New rules of consent: the patient decidesBMJ 2015; 350 doi: https://doi.org/10.1136/bmj.h1534 (Published 19 March 2015) Cite this as: BMJ 2015;350:h1534
- Fiona Godlee, editor in chief, The BMJ
How much information should patients be given about the risks of treatment? And who decides what a patient needs to know? Until now, in the United Kingdom, doctors have been allowed to decide this, and the 30 year old Bolam test specified that their conduct would be considered acceptable if it would be supported by a responsible body of medical opinion.
But this has all just changed. Last week the UK’s Supreme Court judged that it was for patients to decide whether the risks of treatment and alternative options have been adequately communicated. Nadine Montgomery, who has diabetes, was not told of the risks of shoulder dystocia to her baby boy, who subsequently developed cerebral palsy (doi:10.1136/bmj.h1414). Her obstetrician justified holding back this information on the grounds that it might have discouraged her from having a vaginal delivery.

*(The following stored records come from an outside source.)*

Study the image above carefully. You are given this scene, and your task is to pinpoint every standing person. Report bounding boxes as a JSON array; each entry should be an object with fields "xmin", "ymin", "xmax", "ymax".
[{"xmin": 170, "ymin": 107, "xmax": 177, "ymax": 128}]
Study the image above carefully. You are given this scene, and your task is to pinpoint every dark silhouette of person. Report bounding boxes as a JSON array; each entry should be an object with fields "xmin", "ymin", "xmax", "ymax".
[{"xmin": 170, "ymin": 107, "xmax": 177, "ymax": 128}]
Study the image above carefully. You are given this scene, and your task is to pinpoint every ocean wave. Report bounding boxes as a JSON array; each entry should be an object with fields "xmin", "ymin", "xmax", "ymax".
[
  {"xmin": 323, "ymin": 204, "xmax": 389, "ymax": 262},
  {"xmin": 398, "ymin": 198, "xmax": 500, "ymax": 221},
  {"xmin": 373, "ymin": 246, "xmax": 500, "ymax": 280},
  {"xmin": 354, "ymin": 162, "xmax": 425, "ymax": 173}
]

This will no longer do. As Daniel Sokol explains (doi:10.1136/bmj.h1481), the Montgomery ruling means that doctors will have to take “reasonable care to ensure that the patient is aware of any material risks involved in any recommended treatment and of any reasonable alternative or variant treatments.” Sokol advises doctors to make extra sure that the discussion is fully documented.
What counts as a material risk? Here the Supreme Court has landed a clear and crucial blow to medical paternalism. Instead of a responsible body of medical opinion, the judgment now rests with “a reasonable person in the patient’s position.”
Sokol outlines the questions doctors should now ask themselves when seeking consent from patients. The result will surely be a better conversation. Some doctors will say they don’t have time, but if ethics and professionalism are not enough to bring about the necessary change in attitudes and behaviour, the court is uncompromising: the law now obliges “even those doctors who have less skill or inclination for communication, or who are more hurried, to pause and engage in the discussion.”
The days should be long gone when obtaining consent was left to the most junior trainee, tasked with getting the patient’s signature on a standard form, like a salesperson on commission. But how well things are done will vary from person to person and place to place. These days, in the best centres, patients who are considering undergoing a major procedure or course of treatment are invited to a specialist clinic, where experts in communicating risk spend time going through the options, including the option of doing nothing.
But this is a skill that all doctors need to learn, perhaps, dare I say it, especially surgeons. So it’s good to hear from Clare Marx, recently appointed president of the Royal College of Surgeons, that, along with improving the quality of surgical training, shared decision making is high on her agenda. The college’s recent report Good Surgical Practice emphasises the importance of collaboration and shared decision making. In The BMJ’s interview published recently (doi:10.1136/bmj.h462) Luisa Dillner, herself a former surgical trainee, asks, “Are these traditional surgical attributes?” Marx’s reply: “They will be.”